MODELO DE GOVERNANÇA ORGANIZACIONAL INCLUSIVA EM EQUIPES MULTIPROFISSIONAIS DE UM PRONTO-SOCORRO PÚBLICO
Palavras-chave:
governança em saúde, Cultura Organizacional, gestão em saúde, Segurança do Paciente, trabalho interpessoalResumo
Resumo
Introdução: A crescente diversidade de vínculos contratuais nos serviços públicos de saúde representa um desafio para a integração das equipes multiprofissionais, a comunicação institucional e os processos de governança. Em organizações administradas por Organizações Sociais de Saúde, a coexistência de empregados celetistas, profissionais contratados como pessoas jurídicas, colaboradores terceirizados e outros prestadores de serviços exige estratégias capazes de fortalecer o alinhamento institucional, a participação multiprofissional e a corresponsabilização pela qualidade assistencial e segurança do paciente.

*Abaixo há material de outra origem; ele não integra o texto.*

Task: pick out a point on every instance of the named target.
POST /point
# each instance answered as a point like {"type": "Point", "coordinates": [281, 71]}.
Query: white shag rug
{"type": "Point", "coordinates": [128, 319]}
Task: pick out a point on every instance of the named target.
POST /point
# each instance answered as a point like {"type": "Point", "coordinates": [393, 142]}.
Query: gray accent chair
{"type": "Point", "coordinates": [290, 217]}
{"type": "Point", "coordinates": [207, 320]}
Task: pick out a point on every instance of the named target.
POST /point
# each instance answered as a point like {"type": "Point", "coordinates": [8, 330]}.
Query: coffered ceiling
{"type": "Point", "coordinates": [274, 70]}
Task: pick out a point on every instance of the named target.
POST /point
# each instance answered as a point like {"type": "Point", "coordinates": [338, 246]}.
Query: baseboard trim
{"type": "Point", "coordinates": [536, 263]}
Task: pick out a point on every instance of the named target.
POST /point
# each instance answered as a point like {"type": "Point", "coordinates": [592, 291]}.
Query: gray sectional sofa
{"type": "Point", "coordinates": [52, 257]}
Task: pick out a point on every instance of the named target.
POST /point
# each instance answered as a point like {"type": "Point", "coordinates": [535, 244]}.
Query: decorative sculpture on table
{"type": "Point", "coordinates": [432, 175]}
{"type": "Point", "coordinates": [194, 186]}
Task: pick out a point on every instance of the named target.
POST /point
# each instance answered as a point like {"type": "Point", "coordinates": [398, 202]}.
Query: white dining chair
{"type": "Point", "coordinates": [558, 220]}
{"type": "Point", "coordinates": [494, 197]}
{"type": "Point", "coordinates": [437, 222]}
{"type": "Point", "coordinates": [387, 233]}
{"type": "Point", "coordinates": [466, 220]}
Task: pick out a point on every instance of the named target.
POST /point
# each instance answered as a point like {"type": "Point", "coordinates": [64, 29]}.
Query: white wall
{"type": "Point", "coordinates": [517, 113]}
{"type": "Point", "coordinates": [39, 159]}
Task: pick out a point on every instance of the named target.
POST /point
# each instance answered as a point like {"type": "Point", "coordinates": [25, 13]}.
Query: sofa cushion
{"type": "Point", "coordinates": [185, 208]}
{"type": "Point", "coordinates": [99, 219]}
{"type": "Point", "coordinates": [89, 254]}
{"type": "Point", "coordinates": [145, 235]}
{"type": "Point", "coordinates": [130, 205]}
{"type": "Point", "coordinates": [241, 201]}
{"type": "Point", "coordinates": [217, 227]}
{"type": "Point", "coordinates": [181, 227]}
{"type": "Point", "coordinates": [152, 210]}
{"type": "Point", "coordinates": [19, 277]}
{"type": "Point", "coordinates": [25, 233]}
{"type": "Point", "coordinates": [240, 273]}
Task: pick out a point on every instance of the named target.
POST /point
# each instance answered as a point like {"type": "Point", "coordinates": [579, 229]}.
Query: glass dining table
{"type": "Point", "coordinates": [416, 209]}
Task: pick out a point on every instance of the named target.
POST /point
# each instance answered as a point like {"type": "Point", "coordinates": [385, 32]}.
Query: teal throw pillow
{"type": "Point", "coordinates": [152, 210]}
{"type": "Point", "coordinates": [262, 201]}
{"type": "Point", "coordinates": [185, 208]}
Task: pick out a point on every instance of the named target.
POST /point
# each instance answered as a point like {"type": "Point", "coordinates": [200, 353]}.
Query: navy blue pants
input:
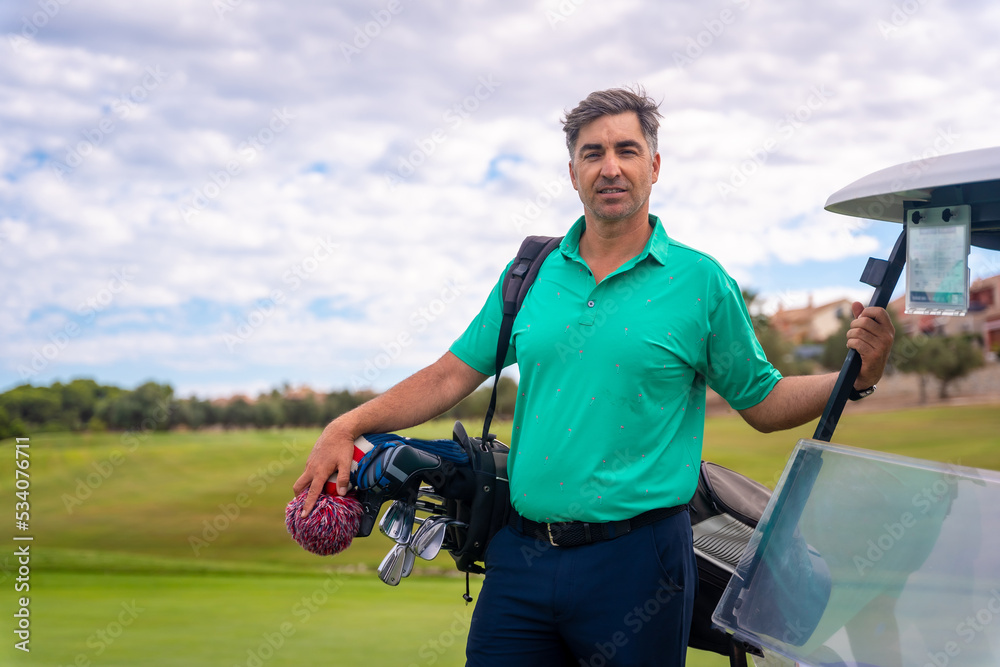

Objetivo: Relatar a experiência de implantação de um modelo de governança organizacional inclusiva destinado a integrar profissionais com diferentes vínculos contratuais aos processos formais de governança de um pronto-socorro público.
Método: Relato de experiência elaborado conforme as recomendações do Standards for Quality Improvement Reporting Excellence (SQUIRE 2.0), desenvolvido entre maio de 2025 e maio de 2026 em um pronto-socorro público de porta aberta administrado por uma Organização Social de Saúde. O modelo foi fundamentado em princípios de governança clínica, liderança participativa, cultura organizacional, gestão baseada em evidências e melhoria contínua. As estratégias contemplaram a inclusão de profissionais de diferentes vínculos nos Safety Huddles, Comitê Executivo, reuniões de resultados, visitas multidisciplinares, comissões institucionais, treinamentos locais e ações permanentes de alinhamento organizacional e reconhecimento institucional.
Resultados: A implantação do modelo possibilitou a incorporação sistemática de profissionais com diferentes modalidades de contratação aos principais espaços de comunicação, tomada de decisão, monitoramento de indicadores e desenvolvimento institucional. A experiência permitiu estruturar um modelo conceitual composto por quatro componentes interdependentes: governança participativa, alinhamento institucional, desenvolvimento organizacional e integração com reconhecimento profissional. Observou-se fortalecimento da comunicação transversal, ampliação da participação multiprofissional, maior corresponsabilização pelos resultados institucionais e consolidação de uma cultura organizacional orientada à qualidade e à segurança do paciente, reduzindo barreiras tradicionalmente associadas à fragmentação decorrente dos diferentes vínculos profissionais.
Conclusão: O modelo de governança organizacional inclusiva mostrou-se uma estratégia gerencial viável para integrar profissionais com diferentes vínculos contratuais aos processos formais de governança institucional. A experiência demonstra que a participação ativa de todos os profissionais envolvidos na produção do cuidado pode fortalecer a cultura organizacional, a governança clínica, a qualidade assistencial e a segurança do paciente, apresentando potencial de adaptação para outras organizações de saúde que operam com estruturas híbridas de contratação.
Palavras-chave: Governança em Saúde; Cultura Organizacional; Gestão em Saúde; Segurança do Paciente; Trabalho Interprofissional.